Baela sentía que cada vez soportaba menos a Maenyra; ella tomaba todo lo que era suyo: su esposo, sus hermanos, su vida.
Maenyra.
Maenyra.
Maenyra.
De una u otra manera, el rey y la reina no podían sacar a la princesa de sus mentes; el rey pensaba día y noche en hacerla suya de todas las maneras posibles y la reina pensaba en cómo deshacerse de ella.
Había hablado con miles de nobles y todos ofrecían grandes cosas para tomar a Maenyra como esposa y es que con 20 años era llamada la mujer más hermosa de la corte, pero el rey seguía negándose a bendecir cualquier unión.
A finales de aquel año la reina volvió a quedar embarazada; la noticia dada por el rey en el aniversario de su coronación fue recibida con gran felicidad en la corte, excepto por Maenyra. Los ojos amatistas chocaron con los esmeralda del rey y en ese momento Jacaerys lo supo.
Aun cuando era humillada y tratada como basura por Baela y él no hacía nada, aun cuando dejaba que en la corte fuera rechazada, aun cuando le negaba su libertad, Maenyra lo amaba y él, él solo pudo alegrarse por aquello.
Esa noche fue a los aposentos de Maenyra; ella estaba despierta.

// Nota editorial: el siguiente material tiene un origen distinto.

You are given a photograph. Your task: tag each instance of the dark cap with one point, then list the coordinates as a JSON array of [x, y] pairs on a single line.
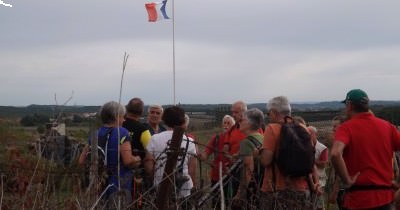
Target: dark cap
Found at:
[[356, 96]]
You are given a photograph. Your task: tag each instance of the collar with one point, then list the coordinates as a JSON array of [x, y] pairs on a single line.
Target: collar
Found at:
[[362, 115]]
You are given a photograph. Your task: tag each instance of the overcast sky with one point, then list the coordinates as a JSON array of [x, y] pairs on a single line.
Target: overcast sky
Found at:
[[308, 50]]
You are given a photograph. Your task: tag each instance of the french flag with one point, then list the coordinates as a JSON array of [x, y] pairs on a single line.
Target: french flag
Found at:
[[156, 11]]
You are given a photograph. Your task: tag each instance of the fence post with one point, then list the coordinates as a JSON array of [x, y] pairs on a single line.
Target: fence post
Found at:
[[167, 182]]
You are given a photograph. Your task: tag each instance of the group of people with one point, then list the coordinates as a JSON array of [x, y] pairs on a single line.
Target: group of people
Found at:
[[362, 155]]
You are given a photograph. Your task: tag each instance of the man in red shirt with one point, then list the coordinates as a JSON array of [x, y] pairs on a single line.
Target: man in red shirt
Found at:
[[362, 155]]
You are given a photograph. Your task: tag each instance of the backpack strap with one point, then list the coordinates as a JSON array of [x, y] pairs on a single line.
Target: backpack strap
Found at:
[[103, 145], [255, 142], [216, 143], [180, 167]]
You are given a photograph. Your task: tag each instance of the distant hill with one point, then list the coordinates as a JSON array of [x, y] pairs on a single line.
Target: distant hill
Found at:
[[53, 110]]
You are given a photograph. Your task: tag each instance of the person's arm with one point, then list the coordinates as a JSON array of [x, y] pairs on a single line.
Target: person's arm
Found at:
[[208, 150], [340, 165], [323, 159], [149, 163], [126, 154], [145, 138], [82, 156], [269, 144], [192, 165], [335, 190]]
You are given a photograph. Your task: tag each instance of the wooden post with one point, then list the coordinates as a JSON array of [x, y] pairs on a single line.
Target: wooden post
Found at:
[[167, 182], [93, 175]]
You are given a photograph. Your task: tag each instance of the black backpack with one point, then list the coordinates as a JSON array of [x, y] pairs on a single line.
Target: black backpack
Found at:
[[258, 167], [102, 170], [295, 154]]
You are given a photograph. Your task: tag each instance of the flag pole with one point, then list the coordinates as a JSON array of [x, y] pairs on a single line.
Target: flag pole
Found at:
[[173, 50]]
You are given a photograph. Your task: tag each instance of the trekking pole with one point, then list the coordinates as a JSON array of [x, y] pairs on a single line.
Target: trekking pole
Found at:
[[167, 181], [221, 187]]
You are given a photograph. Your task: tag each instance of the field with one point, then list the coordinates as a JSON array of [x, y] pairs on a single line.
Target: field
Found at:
[[45, 182]]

—Debería estar con su esposa.—La voz de la princesa fue apenas un susurro
—Debería.—Respondio el rey en el mismo tono.
Él se acercó hasta acorralarla y se inclinó para besarla, pero ella corrió el rostro.
—Maenyra.—Era una suplica y una orden al mismo tiempo.
—Nyke jāhor daor sagon aōha aspo issa Dārys.
<<No seré su zorra, mi rey>>.
—Dilo de nuevo. —Escuchar la lengua ancestral en los labios de Maenyra le encantó. —Di que soy tu rey.
— Issa Dārys.
<<Mi rey>>
—Issa jorrāelagonn
<<Mi amor>>
—Debes volver con tu esposa, por favor, por favor.—La voz de Maenyra estaba cargada de un dolor profundo.
El rey, movido por la deseperacion del la voz de la joven princesa, salió de los aposentos y dejó a la princesa sola, quien apresuradamente se metió en la cama y se quedó dormida. Una vez estuvo seguro de que no despertaría, volvio a entrar a quel lugar y se acostó en la cama a su lado y la observó dormir hasta que los primeros rayos del sol despuntaban en el cielo.
Año 135 d. C.
En la séptima luna de aquel año, la reina Baela rompió aguas; lo hizo en medio de una reunión con las damas de la corte. La única de todas las presentes en ayudar rápidamente fue la princesa Maenyra. Todos se sorprendieron por aquel gesto; para nadie era desconocido el que la reina trataba más que mal a su única dama, la humillaba de maneras que hacían a la corte murmurar, pero, aun así, Maenyra nunca dejaba de servir a la reina.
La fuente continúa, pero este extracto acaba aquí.